Chris Christie Dumps Common Core…Sort Of

New Jersey Gov. Chris Christie (photo credit: Gage Skidmore, CC BY-SA 2.0)
New Jersey Gov. Chris Christie (photo credit: Gage Skidmore, CC BY-SA 2.0)

Well, it’s official.  With a shrug and a “it’s simply not working,” Chris Christie has announced plans to dump the Common Core State Standards, The Washington Post reports:

New Jersey Gov. Chris Christie, who brought the Common Core State Standards to his state and loudly defended them as recently as 2013, said Thursday that “it simply is not working” and that he wants new academic standards.

Christie, whose animus toward the K-12 academic standards has grown alongside his presidential ambitions, said in a speech at Burlington County College that he will appoint a state commission to review the standards “point by point” with an eye toward replacing them with “something different.”

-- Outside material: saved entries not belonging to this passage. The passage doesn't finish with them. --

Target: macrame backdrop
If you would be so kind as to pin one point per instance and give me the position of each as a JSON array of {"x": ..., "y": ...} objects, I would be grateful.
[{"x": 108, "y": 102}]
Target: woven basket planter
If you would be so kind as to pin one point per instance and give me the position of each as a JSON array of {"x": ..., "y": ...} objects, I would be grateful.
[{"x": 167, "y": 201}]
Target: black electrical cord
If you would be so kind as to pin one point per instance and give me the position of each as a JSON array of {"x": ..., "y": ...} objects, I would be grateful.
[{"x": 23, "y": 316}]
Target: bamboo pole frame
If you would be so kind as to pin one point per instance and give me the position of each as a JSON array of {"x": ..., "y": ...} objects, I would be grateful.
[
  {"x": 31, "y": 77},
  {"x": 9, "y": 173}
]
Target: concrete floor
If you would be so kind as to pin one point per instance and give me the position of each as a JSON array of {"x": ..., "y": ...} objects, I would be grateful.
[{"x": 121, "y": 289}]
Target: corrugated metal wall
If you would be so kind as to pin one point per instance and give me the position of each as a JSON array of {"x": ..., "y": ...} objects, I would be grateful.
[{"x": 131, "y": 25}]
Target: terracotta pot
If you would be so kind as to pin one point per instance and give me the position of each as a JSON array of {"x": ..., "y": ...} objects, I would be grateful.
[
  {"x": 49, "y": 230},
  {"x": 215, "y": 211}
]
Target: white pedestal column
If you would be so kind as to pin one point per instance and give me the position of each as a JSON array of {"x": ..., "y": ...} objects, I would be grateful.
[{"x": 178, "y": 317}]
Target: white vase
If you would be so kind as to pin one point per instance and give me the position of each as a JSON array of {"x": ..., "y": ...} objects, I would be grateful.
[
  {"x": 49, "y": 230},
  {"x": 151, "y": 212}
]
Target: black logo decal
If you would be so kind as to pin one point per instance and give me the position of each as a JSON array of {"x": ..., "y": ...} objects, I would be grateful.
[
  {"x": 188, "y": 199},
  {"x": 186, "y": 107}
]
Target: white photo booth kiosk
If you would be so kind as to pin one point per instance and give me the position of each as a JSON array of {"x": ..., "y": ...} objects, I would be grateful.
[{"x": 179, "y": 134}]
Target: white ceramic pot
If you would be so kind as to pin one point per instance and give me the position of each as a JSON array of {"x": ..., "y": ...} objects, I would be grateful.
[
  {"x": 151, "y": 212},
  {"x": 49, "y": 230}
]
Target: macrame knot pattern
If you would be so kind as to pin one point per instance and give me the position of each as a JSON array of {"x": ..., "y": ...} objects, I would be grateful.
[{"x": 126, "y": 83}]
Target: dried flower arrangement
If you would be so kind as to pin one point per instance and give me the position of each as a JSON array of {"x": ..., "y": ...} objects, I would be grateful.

Christie’s turnaround on Common Core isn’t a major surprise: The New Jersey governor has been slowly shifting his support for the standards, admitting he had “grave concerns” about them in February.  What is interesting to note, however, is that Chris Christie’s new position doesn’t change his plans for the standardized PARCC exams that accompanied Common Core and fueled a lot of the backlash among parents:

Even as it looks to replace the Common Core, New Jersey will stick with the new annual exams designed to measure whether students have learned the Common Core State Standards, known as the PARCC, Christie said.

If Christie’s goal is to end Common Core in New Jersey, staying in PARCC doesn’t track. When testing is at odds with a curriculum, a lot of teachers tend to teach to the test, especially when the test is used in evaluations.   Dropping Common Core but continuing to force students to test their knowledge of the standards doesn’t sound like it will accomplish much in terms of getting the standards out of classrooms.  If Gov. Christie wants to have a real impact on education and not just make a political statement, he needs to lead New Jersey out of the PARCC assessments as well.

Nick Arnold is a researcher for American Principles in Action.